Guarda e seus efeitos
Apresenta-se a guarda como uma modalidade de família substituta, conforme previsão do Estatuto, e não obstante a sua fragilidade ante a possibilidade de ser revogada a qualquer momento pela autoridade judiciária, é inegável o fato de abrigar os direitos fundamentais previstos pela Constituição Federal e também pelo art. 7º do Estatuto.
Direitos fundamentais, como se sabe, são aqueles direitos humanos positivados pelo legislador constituinte; isto é, o constituinte entende que para a defesa dos direitos é melhor inserir sua previsão na Constituição Federal.
Nos termos do que consta no art. 7º do Estatuto, os direitos à vida e à saúde são direitos fundamentais. Desse modo, cabe à família, à sociedade e ao Estado desenvolver meios para a defesa desses direitos, de modo que a totalidade das crianças e dos adolescentes, em território brasileiro, esteja amparada.
Ao tratar da guarda, no art. 33 e seguintes, o Estatuto impõe ao guardião a obrigação de prestar assistência material, moral e educacional, além de, como um meio de facilitar o cumprimento da obrigação, expressar no §3º que a guarda confere à criança e ao adolescente a condição de dependente para todos os fins de direito, inclusive previdenciários (g.n.).
Esta previsão estatutária privilegia a doutrina da proteção integral, que procura encontrar e atender o melhor interesse da criança e do adolescente, em cumprimento à disposição do art. 1º do Estatuto, o qual tem como fundamento de validade o art. 227 da Constituição Federal.
Apesar disso, respeitadas decisões do Superior Tribunal de Justiça tem dificultado que crianças e adolescentes sob guarda tenham esta dependência previdenciária, o que afasta o amparo ao direito à vida e à saúde.
Vejamos:
“ …A Terceira Seção desta Corte tem entendimento pacificado no sentido de que, no caso de menor sob guarda, norma previdenciária de natureza específica deve prevalecer sobre o disposto no art. 33,§ 3º, do Estatuto da Criança e do Adolescente…” (ROMS nª22.704, 6ª Turma, Relª. Minª. Maria Thereza de Assis Moura, DJE 02/08/10)
“ …Diante desse conflito aparente de normas, o critério que melhor soluciona a controvérsia em exame é o da especialidade, ou seja, o diploma de regência do sistema de benefícios previdenciários, de caráter especial, deve prevalecer sobre o Estatuto da Criança e do Adolescente, este de caráter geral no confronto com aquele sobre o tema controvertido.” (ERESP nº696299, 3ª Seção, Rel. Min. Paulo Galloti, DJE 04/08/09)
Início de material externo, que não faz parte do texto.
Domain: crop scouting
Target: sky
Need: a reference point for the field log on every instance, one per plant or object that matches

Com estas decisões há um grande risco da disposição estatutária se tornar letra morta, porque é bem possível que a União e os Estados legislem em favor da administração pública e retirem ou dificultem a inclusão do menor sob guarda na condição de dependente.
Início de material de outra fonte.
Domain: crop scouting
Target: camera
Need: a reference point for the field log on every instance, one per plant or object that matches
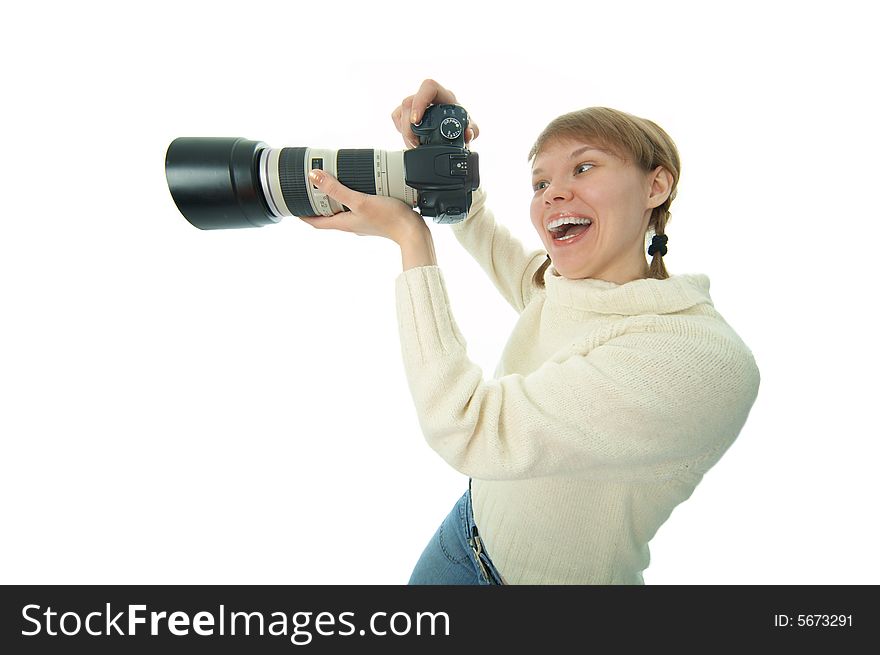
(221, 183)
Já afirmamos, em artigo sobre o tema publicado em agosto do presente ano no site do Instituto Paulista de Magistrados – IPAM e no Consultor Jurídico – CONJUR que “A solução de um conflito aparente de normas pela aplicação da regra da especialidade (lei previdenciária) em desprestigio a uma regra de caráter geral (Estatuto da Criança e do Adolescente) se sobrepõe a uma doutrina ou teoria (teoria da proteção integral) prevista no art. 1º do Estatuto que emerge do comando constitucional previsto no art. 227 da Constituição Federal.
Ganha os órgãos previdenciários, ganha a administração pública, ganha o Estado, mas perde os menores sob guarda ou tutela.”
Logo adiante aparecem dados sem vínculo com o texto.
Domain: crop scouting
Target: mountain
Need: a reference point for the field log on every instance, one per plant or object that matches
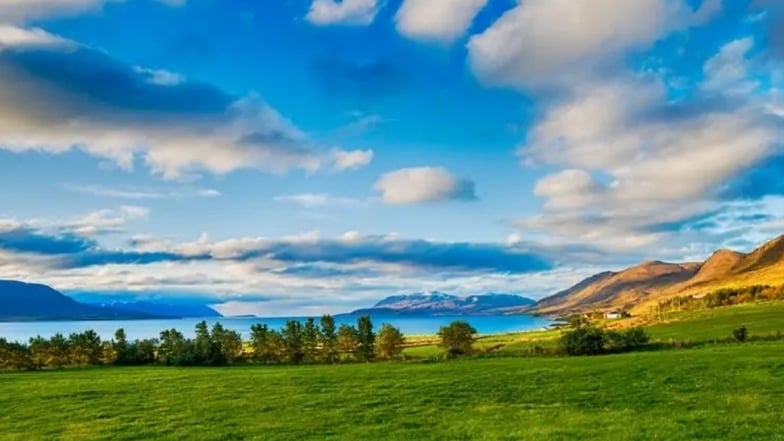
(438, 303)
(21, 301)
(639, 287)
(165, 310)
Diante da situação real cabe à Equipe Interprofissional, em regra formada por profissionais verdadeiramente interessados na proteção de crianças e adolescentes, quando em processo de guarda, encontrar meios para que estes menores não fiquem ao desamparo, inserindo no laudo pericial sugestões que forneçam subsídios ao Juiz da Infância e da Juventude para a prolação de decisão que dê efetivamente a proteção integral tanto desejada.
Que ganhem as crianças e os adolescentes sob guarda.
Jeferson Moreira de Carvalho, Desembargador do Tribunal de Justiça do Estado de São Paulo. Autor do livro “Estatuto da Criança e do Adolescente – Manual Funcional e Adoção Internacional”, Ed. Del Rey.